In other words, the Brahmin Left, which is what Democratic Party had become by the period 1990-2020, basically shares common interests with the Merchant Right, to use Piketty’s terms. The latter had ruled via the Republican Party from Reagan to George W. Bush but key sectors of it have become increasingly disenchanted with Trump’s Wall Street-hating nationalist mass base to which he has assiduously pandered in word if not deed.
Trump attributing his defeat to Big Tech and Wall Street was a wild conspiracy theory, but there was a grain of truth in his ravings: The Democratic candidate and his party have enjoyed significant support, both material and ideological, from the highly educated Silicon Valley elite, the highly educated Wall Street elite, and the technocratic professional classes as a whole. This was one force that allowed Biden to leave Trump in the dust in terms of fundraising throughout the campaign.
An Unstable Center
As Marx said, history first occurs as tragedy, then as farce.

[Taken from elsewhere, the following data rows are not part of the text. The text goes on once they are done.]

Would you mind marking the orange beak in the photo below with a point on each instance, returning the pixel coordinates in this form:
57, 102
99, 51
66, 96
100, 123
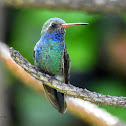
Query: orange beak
72, 24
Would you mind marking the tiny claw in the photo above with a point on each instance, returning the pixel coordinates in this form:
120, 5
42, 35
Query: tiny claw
115, 107
99, 104
124, 106
51, 78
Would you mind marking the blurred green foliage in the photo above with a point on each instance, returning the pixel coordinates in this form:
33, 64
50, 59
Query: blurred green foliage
27, 28
82, 45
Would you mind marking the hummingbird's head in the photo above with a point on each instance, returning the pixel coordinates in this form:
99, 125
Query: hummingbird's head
53, 25
57, 25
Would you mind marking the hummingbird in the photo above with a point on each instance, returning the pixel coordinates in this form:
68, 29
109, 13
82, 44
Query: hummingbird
51, 57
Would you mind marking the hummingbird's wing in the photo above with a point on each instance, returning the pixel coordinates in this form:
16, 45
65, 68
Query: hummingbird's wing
56, 98
66, 67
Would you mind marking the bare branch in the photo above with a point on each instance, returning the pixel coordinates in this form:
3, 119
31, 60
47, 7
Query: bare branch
85, 110
86, 5
65, 88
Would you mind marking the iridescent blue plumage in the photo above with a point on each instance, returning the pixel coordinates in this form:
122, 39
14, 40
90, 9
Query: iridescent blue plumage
51, 56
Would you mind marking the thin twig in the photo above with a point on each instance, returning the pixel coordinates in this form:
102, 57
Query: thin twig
85, 110
65, 88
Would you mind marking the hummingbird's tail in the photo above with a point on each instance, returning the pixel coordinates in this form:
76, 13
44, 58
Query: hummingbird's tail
56, 99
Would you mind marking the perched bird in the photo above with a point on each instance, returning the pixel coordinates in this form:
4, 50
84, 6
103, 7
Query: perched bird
51, 56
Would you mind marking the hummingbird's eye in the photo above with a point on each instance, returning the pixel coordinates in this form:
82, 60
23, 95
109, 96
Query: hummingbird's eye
53, 25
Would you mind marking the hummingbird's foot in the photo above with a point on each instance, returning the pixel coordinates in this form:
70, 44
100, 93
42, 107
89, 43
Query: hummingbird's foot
52, 78
40, 70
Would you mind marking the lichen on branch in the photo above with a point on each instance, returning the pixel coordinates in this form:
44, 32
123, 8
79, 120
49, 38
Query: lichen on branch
67, 89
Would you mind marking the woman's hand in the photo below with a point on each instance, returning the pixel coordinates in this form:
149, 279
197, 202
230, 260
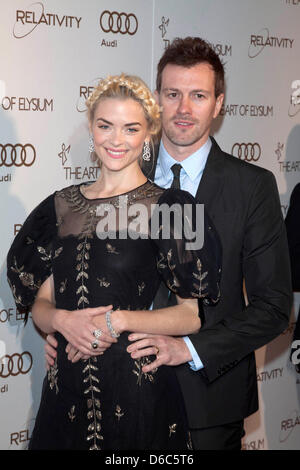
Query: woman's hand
77, 327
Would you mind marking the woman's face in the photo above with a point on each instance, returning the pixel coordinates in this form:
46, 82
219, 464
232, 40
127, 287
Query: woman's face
119, 129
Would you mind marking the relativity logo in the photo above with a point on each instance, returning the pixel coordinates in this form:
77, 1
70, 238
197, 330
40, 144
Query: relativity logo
28, 20
263, 39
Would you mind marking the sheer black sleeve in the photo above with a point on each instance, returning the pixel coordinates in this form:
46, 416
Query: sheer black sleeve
29, 257
189, 253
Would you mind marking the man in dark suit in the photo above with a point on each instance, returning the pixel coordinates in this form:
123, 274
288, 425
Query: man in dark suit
292, 222
216, 367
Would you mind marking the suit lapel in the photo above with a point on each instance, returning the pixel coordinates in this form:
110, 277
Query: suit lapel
212, 181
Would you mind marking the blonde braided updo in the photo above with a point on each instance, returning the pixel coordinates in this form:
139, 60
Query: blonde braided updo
123, 87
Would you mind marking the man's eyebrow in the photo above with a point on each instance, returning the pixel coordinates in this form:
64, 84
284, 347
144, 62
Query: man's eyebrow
104, 120
197, 90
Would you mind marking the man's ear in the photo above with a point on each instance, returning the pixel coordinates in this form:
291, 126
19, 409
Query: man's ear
218, 106
157, 97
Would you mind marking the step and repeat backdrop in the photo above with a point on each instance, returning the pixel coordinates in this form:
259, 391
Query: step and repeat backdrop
52, 53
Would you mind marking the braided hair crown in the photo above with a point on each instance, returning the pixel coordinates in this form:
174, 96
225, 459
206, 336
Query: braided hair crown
123, 87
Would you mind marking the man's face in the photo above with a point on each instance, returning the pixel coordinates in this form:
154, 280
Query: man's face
189, 105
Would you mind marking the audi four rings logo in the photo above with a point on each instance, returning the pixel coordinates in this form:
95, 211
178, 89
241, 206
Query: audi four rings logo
17, 155
249, 152
114, 22
15, 364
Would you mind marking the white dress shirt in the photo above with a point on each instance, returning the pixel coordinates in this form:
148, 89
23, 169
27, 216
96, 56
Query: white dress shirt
190, 176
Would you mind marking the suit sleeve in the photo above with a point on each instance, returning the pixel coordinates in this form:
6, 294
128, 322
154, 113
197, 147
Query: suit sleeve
292, 223
266, 271
189, 269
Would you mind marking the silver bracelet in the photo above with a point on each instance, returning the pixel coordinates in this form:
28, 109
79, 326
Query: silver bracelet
113, 333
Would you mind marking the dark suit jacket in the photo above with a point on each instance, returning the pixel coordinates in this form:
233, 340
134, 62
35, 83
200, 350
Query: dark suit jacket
292, 222
243, 202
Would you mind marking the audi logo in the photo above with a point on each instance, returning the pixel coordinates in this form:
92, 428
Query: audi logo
249, 152
15, 364
114, 22
17, 155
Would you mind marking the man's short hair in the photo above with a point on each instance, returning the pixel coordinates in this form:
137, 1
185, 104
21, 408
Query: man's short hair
188, 52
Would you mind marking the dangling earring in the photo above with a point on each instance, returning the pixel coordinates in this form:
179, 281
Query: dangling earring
146, 152
91, 144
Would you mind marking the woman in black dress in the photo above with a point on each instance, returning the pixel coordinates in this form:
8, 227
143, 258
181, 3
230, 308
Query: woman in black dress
88, 262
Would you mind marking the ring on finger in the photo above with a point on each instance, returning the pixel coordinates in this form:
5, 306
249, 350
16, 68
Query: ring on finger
97, 333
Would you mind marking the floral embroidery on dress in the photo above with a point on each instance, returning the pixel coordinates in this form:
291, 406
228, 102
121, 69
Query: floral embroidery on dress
27, 279
93, 404
141, 287
172, 429
63, 286
52, 376
103, 282
111, 249
71, 413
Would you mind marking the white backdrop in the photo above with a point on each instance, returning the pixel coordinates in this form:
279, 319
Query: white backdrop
51, 54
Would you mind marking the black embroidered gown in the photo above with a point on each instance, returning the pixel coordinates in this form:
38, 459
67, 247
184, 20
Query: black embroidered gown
108, 403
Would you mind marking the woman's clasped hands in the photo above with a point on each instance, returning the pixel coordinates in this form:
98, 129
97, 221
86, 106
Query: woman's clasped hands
85, 330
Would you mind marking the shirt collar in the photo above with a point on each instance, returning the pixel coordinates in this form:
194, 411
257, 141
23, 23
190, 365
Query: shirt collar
192, 165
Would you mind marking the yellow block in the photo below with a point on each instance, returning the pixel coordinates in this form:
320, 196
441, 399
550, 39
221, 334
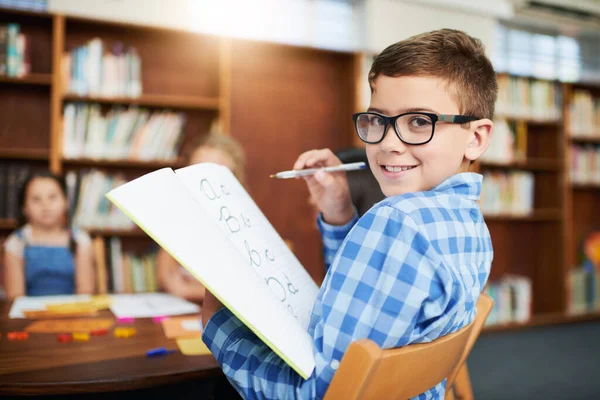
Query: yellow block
81, 337
124, 332
193, 346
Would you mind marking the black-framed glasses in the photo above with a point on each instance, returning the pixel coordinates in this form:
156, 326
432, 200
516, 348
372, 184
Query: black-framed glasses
412, 128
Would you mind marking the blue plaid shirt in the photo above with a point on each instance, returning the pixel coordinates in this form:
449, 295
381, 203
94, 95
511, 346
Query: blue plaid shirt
409, 271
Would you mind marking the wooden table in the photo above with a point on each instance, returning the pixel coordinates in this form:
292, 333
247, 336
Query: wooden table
42, 365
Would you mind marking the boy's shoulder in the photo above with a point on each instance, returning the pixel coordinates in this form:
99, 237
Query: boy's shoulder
447, 202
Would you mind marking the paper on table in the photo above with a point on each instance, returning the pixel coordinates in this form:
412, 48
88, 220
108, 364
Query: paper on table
69, 325
192, 346
39, 303
148, 305
182, 327
160, 204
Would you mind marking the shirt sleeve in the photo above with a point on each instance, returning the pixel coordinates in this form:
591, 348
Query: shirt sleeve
333, 236
375, 289
14, 245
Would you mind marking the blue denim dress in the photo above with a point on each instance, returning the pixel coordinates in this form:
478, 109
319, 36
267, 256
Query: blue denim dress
49, 270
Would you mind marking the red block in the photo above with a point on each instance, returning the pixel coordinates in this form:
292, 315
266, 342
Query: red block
64, 337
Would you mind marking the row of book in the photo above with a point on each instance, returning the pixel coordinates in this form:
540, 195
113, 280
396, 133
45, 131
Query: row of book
584, 114
585, 164
14, 52
507, 193
512, 297
123, 133
508, 143
12, 177
98, 70
528, 98
34, 5
583, 290
91, 209
124, 272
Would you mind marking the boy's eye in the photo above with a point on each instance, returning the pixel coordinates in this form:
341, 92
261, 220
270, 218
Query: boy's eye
376, 121
420, 121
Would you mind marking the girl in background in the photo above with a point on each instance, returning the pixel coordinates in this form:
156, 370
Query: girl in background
212, 148
44, 256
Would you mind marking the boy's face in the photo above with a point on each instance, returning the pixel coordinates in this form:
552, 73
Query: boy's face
449, 151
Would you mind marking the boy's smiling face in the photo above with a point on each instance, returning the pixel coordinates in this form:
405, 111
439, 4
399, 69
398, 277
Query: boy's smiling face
448, 153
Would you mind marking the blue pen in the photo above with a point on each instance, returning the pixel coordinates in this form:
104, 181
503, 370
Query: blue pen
159, 351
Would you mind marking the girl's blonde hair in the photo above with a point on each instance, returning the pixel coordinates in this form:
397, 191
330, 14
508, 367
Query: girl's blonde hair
227, 145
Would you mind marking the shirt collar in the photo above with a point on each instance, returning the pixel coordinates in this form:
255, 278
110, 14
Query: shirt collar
467, 184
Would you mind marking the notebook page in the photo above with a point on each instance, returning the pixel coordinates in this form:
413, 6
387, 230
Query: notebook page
161, 205
227, 202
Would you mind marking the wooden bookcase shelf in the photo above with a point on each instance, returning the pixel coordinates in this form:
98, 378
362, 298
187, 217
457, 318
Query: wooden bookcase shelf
205, 77
536, 216
30, 79
149, 100
92, 162
25, 154
108, 232
529, 165
8, 224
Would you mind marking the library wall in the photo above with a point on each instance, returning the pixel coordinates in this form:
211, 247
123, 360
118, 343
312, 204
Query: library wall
285, 101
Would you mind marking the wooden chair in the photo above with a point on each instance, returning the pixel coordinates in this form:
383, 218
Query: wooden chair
458, 385
368, 372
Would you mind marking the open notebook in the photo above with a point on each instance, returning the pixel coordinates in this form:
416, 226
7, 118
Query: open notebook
205, 219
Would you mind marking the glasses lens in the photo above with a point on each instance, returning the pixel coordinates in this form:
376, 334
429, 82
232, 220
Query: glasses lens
415, 128
370, 127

Owing to the erosion of the credibility of globalization and neoliberalism, the return to an anachronistic orthodox centrism is not likely to hold. It will serve at best as an extremely unstable, short-lived interregnum amidst deepening polarization between left and right.

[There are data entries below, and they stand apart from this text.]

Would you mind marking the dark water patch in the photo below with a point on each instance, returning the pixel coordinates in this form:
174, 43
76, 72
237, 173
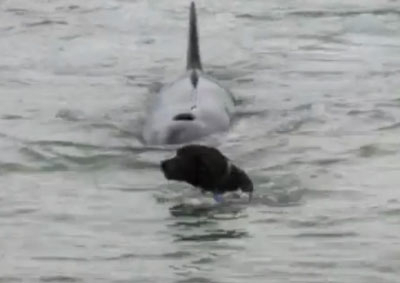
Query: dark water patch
60, 278
60, 258
254, 17
196, 280
18, 212
331, 194
393, 126
223, 210
9, 279
395, 211
326, 221
192, 223
46, 23
131, 189
326, 235
344, 14
12, 117
372, 150
213, 235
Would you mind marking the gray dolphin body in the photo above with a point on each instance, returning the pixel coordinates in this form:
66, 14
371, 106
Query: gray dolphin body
191, 107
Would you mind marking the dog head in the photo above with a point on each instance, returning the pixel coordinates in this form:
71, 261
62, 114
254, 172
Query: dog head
206, 168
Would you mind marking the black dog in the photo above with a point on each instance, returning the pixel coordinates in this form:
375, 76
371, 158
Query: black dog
206, 168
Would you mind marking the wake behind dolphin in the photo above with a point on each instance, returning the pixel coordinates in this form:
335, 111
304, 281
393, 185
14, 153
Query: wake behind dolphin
193, 106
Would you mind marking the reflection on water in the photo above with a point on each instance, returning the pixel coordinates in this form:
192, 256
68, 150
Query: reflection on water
83, 200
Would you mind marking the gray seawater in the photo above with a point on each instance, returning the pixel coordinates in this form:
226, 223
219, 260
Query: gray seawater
82, 200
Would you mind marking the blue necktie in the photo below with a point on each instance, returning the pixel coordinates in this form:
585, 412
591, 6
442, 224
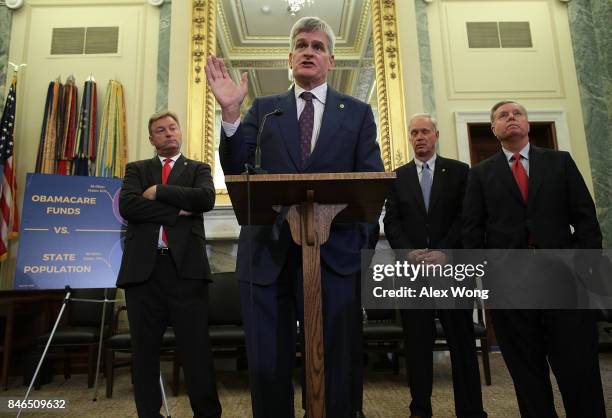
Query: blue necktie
426, 181
305, 125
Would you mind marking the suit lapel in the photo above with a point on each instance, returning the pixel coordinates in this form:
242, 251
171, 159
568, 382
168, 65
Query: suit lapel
154, 168
287, 122
415, 187
507, 178
439, 181
333, 116
178, 168
536, 173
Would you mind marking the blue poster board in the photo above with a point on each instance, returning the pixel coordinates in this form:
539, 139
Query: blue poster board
71, 233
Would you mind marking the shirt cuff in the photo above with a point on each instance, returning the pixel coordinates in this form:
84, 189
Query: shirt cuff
230, 128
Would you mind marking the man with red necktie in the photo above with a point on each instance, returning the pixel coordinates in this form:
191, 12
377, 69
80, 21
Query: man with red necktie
530, 197
164, 270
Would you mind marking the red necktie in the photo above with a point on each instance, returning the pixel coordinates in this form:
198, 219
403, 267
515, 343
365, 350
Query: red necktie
167, 167
520, 175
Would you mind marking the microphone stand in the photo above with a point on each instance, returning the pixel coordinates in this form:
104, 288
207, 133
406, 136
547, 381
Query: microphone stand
249, 169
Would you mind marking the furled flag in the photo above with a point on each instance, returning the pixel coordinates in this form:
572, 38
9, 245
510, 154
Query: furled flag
9, 213
112, 138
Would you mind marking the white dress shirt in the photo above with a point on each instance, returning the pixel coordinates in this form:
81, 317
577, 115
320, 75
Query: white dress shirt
524, 153
320, 94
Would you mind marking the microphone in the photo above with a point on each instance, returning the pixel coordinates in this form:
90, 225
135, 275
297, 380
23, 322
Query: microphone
257, 169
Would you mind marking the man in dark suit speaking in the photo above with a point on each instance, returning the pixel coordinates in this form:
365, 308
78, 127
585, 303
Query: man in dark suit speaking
164, 269
319, 130
423, 217
530, 197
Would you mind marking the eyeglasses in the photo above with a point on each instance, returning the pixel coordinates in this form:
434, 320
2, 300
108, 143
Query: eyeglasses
516, 114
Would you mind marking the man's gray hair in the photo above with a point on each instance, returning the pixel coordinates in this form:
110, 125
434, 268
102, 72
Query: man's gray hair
503, 102
312, 24
433, 120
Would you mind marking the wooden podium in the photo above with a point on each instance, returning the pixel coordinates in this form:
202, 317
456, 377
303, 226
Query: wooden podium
314, 201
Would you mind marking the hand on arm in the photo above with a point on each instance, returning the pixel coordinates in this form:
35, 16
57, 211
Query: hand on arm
228, 93
198, 198
135, 207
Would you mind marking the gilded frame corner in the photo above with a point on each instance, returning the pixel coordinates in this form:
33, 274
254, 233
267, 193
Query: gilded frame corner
389, 84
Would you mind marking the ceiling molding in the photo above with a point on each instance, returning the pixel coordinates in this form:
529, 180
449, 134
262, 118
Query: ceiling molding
271, 45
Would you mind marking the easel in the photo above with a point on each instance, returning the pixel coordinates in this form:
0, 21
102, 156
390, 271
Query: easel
65, 302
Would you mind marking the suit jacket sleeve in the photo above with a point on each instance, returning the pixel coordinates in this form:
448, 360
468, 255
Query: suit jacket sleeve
393, 223
197, 199
137, 209
583, 218
367, 155
239, 149
474, 213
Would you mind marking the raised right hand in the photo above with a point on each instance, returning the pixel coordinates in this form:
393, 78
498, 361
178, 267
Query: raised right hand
228, 93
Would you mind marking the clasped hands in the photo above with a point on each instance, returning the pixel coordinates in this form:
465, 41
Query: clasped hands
427, 256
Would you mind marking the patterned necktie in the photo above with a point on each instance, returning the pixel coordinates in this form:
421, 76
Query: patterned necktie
305, 124
426, 182
167, 167
520, 175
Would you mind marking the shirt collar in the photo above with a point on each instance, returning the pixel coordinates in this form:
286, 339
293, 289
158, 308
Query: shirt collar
430, 163
320, 92
524, 152
176, 157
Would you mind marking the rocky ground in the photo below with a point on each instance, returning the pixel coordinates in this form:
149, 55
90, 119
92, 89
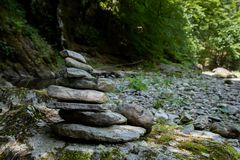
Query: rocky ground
196, 117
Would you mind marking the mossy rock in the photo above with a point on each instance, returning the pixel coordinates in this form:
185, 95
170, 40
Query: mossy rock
113, 154
209, 150
75, 155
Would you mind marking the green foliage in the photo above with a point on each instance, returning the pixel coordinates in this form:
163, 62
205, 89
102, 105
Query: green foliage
137, 83
114, 154
157, 28
181, 31
6, 49
75, 155
215, 26
14, 24
214, 150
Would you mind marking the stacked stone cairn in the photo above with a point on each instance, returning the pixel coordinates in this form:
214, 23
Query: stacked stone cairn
83, 106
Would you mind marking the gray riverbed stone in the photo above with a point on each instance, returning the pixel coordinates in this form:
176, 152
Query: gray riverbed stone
115, 133
76, 73
72, 54
137, 115
78, 106
105, 119
105, 84
77, 83
70, 62
68, 94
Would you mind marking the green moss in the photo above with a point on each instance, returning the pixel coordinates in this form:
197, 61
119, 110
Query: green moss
150, 155
114, 154
162, 132
75, 155
137, 83
165, 138
215, 151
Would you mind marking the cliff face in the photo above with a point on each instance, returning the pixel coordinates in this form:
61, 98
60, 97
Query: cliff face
24, 53
32, 32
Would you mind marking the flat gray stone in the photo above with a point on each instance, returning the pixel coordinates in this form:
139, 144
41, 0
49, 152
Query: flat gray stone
101, 84
105, 119
76, 73
77, 83
115, 133
72, 54
68, 94
78, 106
70, 62
105, 84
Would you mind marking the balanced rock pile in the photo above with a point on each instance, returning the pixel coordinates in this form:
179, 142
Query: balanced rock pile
82, 103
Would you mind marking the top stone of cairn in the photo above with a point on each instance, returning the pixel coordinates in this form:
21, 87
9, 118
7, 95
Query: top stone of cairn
77, 56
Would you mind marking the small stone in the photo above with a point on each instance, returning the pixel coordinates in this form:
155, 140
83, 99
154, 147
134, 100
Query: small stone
201, 122
68, 94
223, 73
72, 54
92, 118
137, 115
188, 129
161, 114
70, 62
106, 85
78, 106
185, 118
115, 133
226, 130
215, 118
76, 73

In this struggle, the far right — under the leadership of a charismatic personality who, while he lost the elections, will continue to be the dominant figure in Republican Party politics in the Biden era — is currently far more united politically and ideologically than the left. Trump’s heated mass base and traditional Republican conservatives will combine to make even pallid technocratic centrist initiatives, like Bernanke and Yellen’s quantitative easing, very difficult to push through. The coming Biden era may well be a mere interregnum in a political trajectory of the far right’s rise to power.

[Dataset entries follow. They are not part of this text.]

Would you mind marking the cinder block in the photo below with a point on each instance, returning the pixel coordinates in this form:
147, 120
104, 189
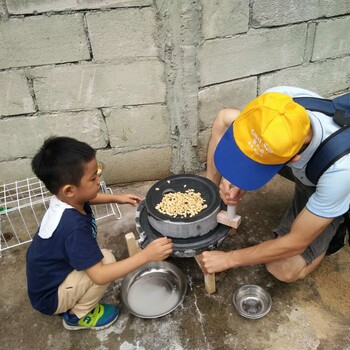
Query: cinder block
15, 170
225, 17
332, 39
41, 40
268, 13
235, 94
138, 165
15, 97
23, 136
122, 33
323, 78
138, 126
256, 52
91, 86
39, 6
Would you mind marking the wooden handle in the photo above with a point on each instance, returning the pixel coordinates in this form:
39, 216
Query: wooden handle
231, 212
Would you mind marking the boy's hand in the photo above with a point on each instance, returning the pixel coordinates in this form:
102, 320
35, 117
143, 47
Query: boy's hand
159, 249
128, 199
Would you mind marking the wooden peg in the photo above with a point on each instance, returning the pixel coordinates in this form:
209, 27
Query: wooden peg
229, 217
133, 246
209, 279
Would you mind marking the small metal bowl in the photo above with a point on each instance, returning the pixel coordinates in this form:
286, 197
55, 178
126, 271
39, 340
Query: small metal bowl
154, 289
252, 301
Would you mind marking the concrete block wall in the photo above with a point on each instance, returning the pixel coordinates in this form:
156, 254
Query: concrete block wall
142, 80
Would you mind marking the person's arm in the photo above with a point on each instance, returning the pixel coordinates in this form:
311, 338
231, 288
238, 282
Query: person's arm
105, 198
101, 273
306, 227
221, 123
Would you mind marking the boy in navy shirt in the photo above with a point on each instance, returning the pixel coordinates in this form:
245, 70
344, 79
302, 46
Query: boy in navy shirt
67, 272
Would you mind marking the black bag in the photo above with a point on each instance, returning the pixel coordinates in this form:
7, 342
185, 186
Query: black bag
330, 150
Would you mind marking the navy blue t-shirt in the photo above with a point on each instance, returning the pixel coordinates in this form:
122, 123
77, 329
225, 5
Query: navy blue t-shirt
72, 246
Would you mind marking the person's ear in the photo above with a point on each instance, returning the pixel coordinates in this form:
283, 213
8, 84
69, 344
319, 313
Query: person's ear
68, 190
296, 158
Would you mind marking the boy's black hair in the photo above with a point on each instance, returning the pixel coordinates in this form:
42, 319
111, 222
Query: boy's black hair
60, 161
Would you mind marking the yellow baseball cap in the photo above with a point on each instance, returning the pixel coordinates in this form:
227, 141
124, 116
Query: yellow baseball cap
268, 132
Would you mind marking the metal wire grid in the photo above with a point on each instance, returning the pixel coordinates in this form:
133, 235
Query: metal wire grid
23, 204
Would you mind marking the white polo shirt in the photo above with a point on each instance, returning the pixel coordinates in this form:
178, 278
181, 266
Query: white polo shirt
332, 195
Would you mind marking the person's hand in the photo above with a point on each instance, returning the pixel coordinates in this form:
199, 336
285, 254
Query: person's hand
230, 194
214, 261
128, 199
159, 249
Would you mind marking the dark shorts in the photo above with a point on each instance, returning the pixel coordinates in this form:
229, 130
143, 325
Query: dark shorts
301, 195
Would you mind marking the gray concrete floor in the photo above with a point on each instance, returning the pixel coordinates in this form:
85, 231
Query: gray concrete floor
309, 314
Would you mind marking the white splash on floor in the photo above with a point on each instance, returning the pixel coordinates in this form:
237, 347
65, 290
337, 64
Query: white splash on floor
117, 328
128, 346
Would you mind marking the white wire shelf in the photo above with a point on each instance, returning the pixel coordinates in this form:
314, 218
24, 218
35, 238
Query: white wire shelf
23, 204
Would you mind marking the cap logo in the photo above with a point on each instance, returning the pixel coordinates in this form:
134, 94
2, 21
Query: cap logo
257, 145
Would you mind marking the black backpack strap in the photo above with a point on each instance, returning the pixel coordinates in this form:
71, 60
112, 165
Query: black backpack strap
317, 104
338, 108
329, 151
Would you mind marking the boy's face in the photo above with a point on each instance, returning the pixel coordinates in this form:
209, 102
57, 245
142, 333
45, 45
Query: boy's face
90, 182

Or it can be the antechamber to a new era in progressive politics, an outcome that will depend on whether the left can mobilize the Democratic Party’s base of workers, progressives, and minorities to seize the initiative from a center that is devoid of both ideas and courage to break with the past.
Walden Bello, Foreign Policy In Focus columnist, is a member of the House of Representatives of the Philippines and a senior analyst at the Bangkok-based research and advocacy institute Focus on the Global South.